3. Interagieren in Computer Netzwerken
Diese "Dienstverwendung", dicht und kommunikationsintensiv in einem unmittelbaren Austausch zu treten, ohne sich gegenüber zu sehen, stellt - trotz aller Verheißungen - eine sehr spannende aber auch spekulative Nutzungsvariante dar. Gewiss von Technik und System prinzipiell unterstützt, zeigen sich erst eher bescheidene Verwendungen. Aufwendige Videokonferenzräume zwischen Berlin und Bonn blieben anfangs noch leer, die Beteiligten mussten sich erst damit anfreunden. Spannend und für den Architekten äußerst sinnvoll erscheint es in jedem Fall:
- Kann doch parallel "von Angesicht zu Angesicht" (mittels Video)

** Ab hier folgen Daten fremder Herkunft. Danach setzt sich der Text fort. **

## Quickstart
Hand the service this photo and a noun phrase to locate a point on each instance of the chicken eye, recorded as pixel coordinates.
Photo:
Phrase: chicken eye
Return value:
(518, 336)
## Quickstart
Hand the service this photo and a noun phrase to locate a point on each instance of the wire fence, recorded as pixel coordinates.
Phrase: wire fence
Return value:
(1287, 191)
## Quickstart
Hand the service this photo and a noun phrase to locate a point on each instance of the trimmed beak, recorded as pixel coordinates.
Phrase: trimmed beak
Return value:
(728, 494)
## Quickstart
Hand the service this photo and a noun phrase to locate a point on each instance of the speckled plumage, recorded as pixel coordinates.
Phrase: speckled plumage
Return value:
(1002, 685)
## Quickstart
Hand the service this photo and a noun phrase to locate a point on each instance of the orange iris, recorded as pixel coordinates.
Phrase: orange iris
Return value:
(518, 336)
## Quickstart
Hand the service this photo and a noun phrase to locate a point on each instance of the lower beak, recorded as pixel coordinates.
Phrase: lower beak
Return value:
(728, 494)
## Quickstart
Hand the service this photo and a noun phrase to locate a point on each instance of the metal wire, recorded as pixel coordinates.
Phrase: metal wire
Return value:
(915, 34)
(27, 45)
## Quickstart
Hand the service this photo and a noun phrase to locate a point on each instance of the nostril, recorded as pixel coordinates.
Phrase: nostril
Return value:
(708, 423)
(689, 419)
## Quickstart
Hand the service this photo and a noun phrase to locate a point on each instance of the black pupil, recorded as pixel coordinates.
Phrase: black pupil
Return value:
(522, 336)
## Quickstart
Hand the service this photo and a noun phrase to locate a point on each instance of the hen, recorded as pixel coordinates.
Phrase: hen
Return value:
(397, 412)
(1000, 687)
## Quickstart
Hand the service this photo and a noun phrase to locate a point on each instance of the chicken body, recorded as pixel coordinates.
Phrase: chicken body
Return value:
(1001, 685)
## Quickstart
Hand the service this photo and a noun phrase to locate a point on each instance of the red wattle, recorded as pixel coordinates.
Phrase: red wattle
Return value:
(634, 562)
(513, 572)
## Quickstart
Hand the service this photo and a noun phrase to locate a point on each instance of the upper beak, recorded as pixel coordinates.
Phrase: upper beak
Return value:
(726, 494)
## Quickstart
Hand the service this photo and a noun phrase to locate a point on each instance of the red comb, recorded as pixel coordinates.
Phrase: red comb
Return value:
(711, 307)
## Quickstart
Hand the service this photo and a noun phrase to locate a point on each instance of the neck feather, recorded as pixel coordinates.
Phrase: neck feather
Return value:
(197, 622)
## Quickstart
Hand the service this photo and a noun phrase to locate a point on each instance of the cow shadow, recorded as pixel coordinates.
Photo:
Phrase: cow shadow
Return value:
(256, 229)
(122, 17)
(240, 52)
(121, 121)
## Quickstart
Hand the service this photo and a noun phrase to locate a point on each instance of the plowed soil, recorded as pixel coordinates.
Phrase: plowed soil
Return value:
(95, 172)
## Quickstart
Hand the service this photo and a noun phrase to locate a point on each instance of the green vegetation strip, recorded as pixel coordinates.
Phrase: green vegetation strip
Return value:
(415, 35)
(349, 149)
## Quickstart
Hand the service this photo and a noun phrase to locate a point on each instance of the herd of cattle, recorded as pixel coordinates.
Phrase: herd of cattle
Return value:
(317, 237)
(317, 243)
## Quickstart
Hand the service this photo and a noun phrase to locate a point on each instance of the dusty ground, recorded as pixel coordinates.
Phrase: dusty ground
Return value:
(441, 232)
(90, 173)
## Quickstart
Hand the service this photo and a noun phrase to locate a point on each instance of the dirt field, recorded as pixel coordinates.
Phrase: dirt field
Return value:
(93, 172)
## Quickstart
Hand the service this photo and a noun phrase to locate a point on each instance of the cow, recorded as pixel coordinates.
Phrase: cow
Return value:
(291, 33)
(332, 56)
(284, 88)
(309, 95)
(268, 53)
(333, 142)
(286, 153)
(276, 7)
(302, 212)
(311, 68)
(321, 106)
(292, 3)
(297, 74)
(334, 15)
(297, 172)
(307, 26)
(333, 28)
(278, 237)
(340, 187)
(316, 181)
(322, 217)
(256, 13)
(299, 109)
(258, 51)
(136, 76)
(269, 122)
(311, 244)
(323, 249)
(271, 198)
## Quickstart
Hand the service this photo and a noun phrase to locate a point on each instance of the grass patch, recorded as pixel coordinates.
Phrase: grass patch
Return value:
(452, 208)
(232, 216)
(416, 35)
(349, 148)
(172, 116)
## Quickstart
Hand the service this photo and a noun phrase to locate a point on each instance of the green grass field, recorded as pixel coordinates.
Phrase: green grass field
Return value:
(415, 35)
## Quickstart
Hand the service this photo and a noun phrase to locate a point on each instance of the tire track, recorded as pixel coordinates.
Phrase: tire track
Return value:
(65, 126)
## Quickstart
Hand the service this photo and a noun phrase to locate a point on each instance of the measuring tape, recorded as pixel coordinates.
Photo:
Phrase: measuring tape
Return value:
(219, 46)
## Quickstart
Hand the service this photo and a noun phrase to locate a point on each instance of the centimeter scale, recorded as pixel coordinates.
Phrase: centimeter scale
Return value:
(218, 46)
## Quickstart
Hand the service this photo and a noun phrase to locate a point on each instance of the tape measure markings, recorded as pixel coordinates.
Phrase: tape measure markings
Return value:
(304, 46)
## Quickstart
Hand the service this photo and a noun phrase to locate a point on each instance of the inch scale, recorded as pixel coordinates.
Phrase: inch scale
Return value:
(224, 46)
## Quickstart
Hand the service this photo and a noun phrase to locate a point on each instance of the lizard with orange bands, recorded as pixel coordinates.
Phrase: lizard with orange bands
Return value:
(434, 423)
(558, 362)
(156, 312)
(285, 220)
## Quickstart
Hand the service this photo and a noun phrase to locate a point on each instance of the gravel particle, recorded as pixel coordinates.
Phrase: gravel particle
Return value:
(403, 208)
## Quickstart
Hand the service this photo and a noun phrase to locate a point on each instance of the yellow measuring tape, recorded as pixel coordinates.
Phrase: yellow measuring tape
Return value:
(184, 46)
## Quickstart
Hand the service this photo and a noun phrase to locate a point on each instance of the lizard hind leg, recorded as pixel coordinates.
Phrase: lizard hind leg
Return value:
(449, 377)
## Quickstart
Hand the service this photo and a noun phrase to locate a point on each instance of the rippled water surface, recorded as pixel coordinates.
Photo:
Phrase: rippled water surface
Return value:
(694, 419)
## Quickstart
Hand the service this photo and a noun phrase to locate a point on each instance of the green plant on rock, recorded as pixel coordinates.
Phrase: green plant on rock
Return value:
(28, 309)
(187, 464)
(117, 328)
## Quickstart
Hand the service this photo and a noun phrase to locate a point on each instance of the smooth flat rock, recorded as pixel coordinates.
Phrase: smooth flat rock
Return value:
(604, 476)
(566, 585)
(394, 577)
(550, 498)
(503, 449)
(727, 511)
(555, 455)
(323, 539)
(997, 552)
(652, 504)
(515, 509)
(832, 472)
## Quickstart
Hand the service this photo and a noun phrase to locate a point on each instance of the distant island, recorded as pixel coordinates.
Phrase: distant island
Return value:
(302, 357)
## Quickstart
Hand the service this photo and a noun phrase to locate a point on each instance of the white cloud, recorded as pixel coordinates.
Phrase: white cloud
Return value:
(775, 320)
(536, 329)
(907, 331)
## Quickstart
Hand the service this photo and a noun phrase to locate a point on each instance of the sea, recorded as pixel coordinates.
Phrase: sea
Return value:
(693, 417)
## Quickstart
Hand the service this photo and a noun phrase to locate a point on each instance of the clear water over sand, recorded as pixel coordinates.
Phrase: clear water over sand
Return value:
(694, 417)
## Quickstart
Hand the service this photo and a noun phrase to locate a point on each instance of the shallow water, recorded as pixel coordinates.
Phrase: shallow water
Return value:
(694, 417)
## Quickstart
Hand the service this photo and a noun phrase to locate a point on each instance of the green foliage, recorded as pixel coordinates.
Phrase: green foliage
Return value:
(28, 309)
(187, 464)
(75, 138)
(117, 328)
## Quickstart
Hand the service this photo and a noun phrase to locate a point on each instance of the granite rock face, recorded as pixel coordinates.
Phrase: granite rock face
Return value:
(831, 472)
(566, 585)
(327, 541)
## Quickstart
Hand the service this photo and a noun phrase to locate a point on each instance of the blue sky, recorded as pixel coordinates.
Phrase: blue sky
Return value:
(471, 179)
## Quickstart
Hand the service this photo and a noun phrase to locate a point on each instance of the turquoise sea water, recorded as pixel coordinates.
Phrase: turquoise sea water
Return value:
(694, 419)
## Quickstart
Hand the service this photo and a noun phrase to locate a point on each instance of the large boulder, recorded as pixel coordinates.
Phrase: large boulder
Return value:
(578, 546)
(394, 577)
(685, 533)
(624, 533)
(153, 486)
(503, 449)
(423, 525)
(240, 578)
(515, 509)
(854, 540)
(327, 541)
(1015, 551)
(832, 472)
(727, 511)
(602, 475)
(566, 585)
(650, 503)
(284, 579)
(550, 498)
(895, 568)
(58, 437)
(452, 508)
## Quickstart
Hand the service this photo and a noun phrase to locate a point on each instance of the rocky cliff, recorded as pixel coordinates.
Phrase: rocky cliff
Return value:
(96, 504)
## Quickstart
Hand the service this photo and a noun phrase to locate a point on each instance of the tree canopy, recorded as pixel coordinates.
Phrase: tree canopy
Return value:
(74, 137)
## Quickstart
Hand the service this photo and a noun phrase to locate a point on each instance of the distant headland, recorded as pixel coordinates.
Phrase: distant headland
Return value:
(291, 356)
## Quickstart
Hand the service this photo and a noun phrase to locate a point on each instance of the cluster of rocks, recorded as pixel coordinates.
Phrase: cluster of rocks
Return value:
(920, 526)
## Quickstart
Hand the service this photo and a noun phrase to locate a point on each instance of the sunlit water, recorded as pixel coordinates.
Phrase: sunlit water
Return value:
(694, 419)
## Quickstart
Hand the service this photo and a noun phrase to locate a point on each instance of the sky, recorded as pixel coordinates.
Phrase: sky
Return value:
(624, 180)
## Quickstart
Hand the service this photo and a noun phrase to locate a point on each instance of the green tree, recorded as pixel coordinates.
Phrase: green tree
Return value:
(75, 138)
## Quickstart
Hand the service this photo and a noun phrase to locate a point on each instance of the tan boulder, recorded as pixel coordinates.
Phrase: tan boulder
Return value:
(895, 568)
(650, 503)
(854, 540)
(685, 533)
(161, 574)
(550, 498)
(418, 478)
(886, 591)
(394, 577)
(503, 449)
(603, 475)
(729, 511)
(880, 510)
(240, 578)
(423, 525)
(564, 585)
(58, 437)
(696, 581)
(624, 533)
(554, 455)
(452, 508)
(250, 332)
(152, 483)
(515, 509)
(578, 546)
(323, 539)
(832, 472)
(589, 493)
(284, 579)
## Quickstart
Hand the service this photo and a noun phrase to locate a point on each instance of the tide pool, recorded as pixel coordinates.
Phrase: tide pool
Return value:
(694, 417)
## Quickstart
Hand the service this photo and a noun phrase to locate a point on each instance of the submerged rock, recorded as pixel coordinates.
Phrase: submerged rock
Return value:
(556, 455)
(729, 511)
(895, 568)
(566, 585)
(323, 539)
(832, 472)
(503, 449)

- "auf einem Blatt Papier" (Whiteboard)
- "in einer Grundrisszeichnung (verteiltes Arbeiten)
- "in einer 3D-Welt (immersives Arbeiten)
In unserem Architekturbüro testen, arbeiten und entwickeln wir zusammen mit der Universität auf den drei Ebene der hier formulierten aktuellen Nutzungen der Netztechnologien für Architekten. Weltweit verteilte Arbeitsgruppen, Entwurfs-Workshops mittels Techniken des verteilten Arbeitens und Kommunizierens, stellen dabei gewiss die anspruchsvollste und auch technisch instabilste Arbeitstechnik dar. Hier mit Unterstützung der Universität erproben wir Techniken und Planungsprinzipien für derartige Arbeitsumgebungen. Für die alltägliche Arbeit wollen die Autoren dem Architekturbüro diese Verfahrensweise noch nicht in Gänze zumuten. Aber über "homepage", e-mail und dergleichen redet schon keiner mehr. Dies in einem Büro mittlerer Größe, wo die Architekten häufig frustriert sind, dass der Computer oft so verstockt ist, wie manches Bauamt.